Welcome back to the delayed TWP. Thanks to a student conference and the joyful arrival of our second son, Matthew Colin Goulden Snider, I've been unable to gather the forces to do a review. So, here is the two week version. Enjoy!
vjtorley on the Uncommon Descent blog discusses David Bentley Hart's discussion of the 'new Atheists' in which he is critisized for mis-quoting Augustine and, generally, mis-understood the Church Fathers. vjtorley is probably right about the mis-quoting, but I find it telling that most of the examples against Hart's argument that the OT is taken allegorically are from Western fathers, not Eastern ones for which the statement is more true, especially if we are dealing with Alexandrian Fathers.
Ben Griffiths on the Huffington Post Religion blog discusses the reasons why we should learn to love the Church Fathers.

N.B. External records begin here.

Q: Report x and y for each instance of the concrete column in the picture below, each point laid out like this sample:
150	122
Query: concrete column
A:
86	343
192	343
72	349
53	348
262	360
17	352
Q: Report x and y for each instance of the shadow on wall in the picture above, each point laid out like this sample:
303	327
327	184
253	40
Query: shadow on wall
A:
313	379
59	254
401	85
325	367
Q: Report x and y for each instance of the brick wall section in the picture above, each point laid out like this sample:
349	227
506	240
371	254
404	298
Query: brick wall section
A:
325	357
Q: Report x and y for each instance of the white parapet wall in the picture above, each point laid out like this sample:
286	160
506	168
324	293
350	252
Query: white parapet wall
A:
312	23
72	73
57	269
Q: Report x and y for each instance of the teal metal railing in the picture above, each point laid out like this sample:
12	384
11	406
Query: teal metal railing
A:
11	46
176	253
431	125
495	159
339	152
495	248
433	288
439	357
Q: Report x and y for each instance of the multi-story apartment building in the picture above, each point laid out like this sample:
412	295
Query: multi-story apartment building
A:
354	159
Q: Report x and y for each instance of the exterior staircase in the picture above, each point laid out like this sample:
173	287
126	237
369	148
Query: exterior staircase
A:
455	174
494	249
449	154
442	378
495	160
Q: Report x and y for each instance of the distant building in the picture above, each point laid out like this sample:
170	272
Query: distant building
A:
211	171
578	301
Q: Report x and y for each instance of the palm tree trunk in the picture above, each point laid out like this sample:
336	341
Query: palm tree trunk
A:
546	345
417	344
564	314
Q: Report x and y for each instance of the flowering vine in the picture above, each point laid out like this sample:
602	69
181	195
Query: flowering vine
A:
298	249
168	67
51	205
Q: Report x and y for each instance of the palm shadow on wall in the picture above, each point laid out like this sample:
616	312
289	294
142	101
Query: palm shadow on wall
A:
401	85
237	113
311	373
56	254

The Exiled Preacher on his self-named blog discusses Alistair McGrath's new book, Heresy. A History of Defending the Truth, which he considers in light of the new popularity of heresy over orthodoxy.
Clint on the 'Saint James' kids' blog considers the contributions of St Irenaeus and Tertullian to our understanding of the Ecclesiology and Christology respectively in three parts (Part One, Part Two, Part Three) A distinctivelly Orthodox take on these two Fathers. Not that that is a problem. Just saying.
John Armstrong on the Acton Institute PowerBlog considers St. Clement of Alexandria's discussion of the problem of riches and wealth with an application to our own issues in the same area.
Alin Siucu on his self-named blog identifies a Coptic 'Lament of the Virgin' fragment found in the British museum as emerging from a homily of Cyriacus, Bishop of Behnesa.
Rick Brannen on the ricoblog considers 2nd Clement's discussion of repentence and the final days in light of the recent predictions of the End for yesterday. 2nd Clement's advice? Repent and act like this is the last day. Sounds vaguley...Biblical.
James Bradford Pate on the James' Thoughts and Musing blog considers Rosemay Ruether's (in Gaia and God)reflection on the postive contributions of Christian ascetics to the environment in Rome.
Joel on the Unsettled Christianity blog reviews the recent IVP Ancient Christian Text offering on the Greek commentaries on Revelation.